My husband and I moved here fifteen years ago, drawn to the community’s strong public schools, its proximity to a train line into Manhattan and its walkability. The Catholic Church where we worship, for example, is an easy mile-and-a-half walk from our house. All the public schools are within walking distance of our home.

Our town has two Kosher Dunkin’ Donuts, a Kosher grocery store, a candy store and pizzeria. It is home to five Orthodox synagogues, as well as a Conservative synagogue and an egalitarian minyan.  In our years here, we’ve been to more brises than baptisms, more Bar and Bat mitzvahs than Confirmations, and we have made more shiva visits than attended Catholic funerals.

Our immersion in Jewish culture has enriched our family’s own Catholicism. This is because our boys are growing up seeing examples every day of friends and neighbors who are open and enthusiastic about their faith and willing to make adjustments to their personal convenience for the sake of their own beliefs. This makes it much easier, for example, to take our children to church for Sunday Mass and for Holy Days of Obligation, to attend Vespers and Stations of the Cross, and to understand that faith sometimes requires us to forego temporary pleasures for greater spiritual benefits.

Learning more about Jewish traditions and cultures helps me understand Our Lord’s childhood and gives me a greater appreciation of Catholicism’s roots. Both faiths teach the importance of how we treat others.

Both of our next-door neighbors are married Orthodox Jewish couples. On one side are two retired public-school teachers whose three daughters all live in Israel. When Roger and his wife traveled to Israel to attend their sixth grandchild’s bris, he emailed me to ask if he could bring me back some religious objects.He offered to travel into the Old City of Jerusalem to purchase them. We were deeply moved when he returned to New Jersey with a beautiful crucifix and a statue of Saint Anthony of Padua.

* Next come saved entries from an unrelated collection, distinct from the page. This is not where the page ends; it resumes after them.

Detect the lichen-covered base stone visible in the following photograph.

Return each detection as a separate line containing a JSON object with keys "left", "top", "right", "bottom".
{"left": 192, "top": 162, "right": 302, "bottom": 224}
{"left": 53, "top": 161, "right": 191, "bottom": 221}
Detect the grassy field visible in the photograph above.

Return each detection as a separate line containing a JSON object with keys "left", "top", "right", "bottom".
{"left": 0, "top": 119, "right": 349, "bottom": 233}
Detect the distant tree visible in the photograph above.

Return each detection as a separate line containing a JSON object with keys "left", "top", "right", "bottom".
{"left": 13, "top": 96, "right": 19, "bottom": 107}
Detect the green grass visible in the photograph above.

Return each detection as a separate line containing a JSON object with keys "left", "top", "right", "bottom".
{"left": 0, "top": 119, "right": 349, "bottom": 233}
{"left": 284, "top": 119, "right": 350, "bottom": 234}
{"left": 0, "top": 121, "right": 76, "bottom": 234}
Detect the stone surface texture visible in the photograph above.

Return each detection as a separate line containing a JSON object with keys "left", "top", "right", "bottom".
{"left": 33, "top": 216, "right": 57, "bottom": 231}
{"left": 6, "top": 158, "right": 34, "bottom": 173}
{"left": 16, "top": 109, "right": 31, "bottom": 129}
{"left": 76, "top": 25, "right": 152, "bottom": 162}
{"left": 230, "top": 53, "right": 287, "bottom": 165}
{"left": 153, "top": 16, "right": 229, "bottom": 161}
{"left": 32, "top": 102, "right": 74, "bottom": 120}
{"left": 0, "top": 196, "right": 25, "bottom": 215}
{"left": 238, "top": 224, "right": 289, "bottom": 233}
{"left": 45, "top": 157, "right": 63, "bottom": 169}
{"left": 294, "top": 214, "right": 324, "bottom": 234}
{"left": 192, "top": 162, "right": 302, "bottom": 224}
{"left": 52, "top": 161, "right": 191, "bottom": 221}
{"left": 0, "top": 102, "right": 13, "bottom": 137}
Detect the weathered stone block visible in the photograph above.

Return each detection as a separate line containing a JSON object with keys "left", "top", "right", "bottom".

On Saturday, while sitting in our bedroom during a rainstorm, I heard a huge crunching sound. I looked out our bedroom window to see that a mighty oak tree had fallen onto our next-door neighbor’s deck, pulling down power lines and narrowly missing their home. I realized that the young couple on the other side of us would not be able to call the police or the electric company. So I threw my clogs on and ran to their house in a panic.

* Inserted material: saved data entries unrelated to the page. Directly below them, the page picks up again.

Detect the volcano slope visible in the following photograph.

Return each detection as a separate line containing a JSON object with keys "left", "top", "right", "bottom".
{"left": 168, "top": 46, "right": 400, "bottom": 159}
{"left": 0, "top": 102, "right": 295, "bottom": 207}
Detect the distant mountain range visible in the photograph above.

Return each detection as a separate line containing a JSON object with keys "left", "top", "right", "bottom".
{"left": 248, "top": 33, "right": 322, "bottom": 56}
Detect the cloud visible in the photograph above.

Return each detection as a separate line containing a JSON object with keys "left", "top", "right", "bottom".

Avi, who is in his midtwenties, opened his door with a big smile and let me in. “Do you need me to make a phone call?” I asked. “That would be great,” he said. What astonished me was the sense of calm that prevailed in that home. His wife was all smiles, as were the other couple visiting with their infant child. A massive tree had come within feet of hitting their home and yet they projected calm, not panic. “Aren’t you freaking out?” I asked Hava. “You seem so calm!” “Well,” she said, “this is what homeowners insurance is for.”

Their equanimity astonished me. I thought I knew its source, but I gave a call to a local rabbi to check. Rabbi Steven Miodownik leads Congregation Ahavas Achim, which served Central New Jersey Jews for more than 120 years. I don’t know if this couple are members of this particular synagogue, but I figured he might have some insight into why a devout couple could stay so calm after a near-tragedy.

“We teach the relative unimportance of possessions,” the rabbi told me. “We take with us to the next world the good deeds that we did. We don’t even take the socks on our feet. The attitude of mimimizing the physical probably contributed to that calm you saw. If it’s just sticks and stones, they had good reason not to be flipping out. This world is a temporary one. The next one is where we are heading.”

Once again, I saw parallels between Judaism and Catholicism. One piece of wisdom from my priest has stayed with me for years. During a homily about the transience of the material world, he cited an old Spanish proverb: “There are no pockets in a shroud.”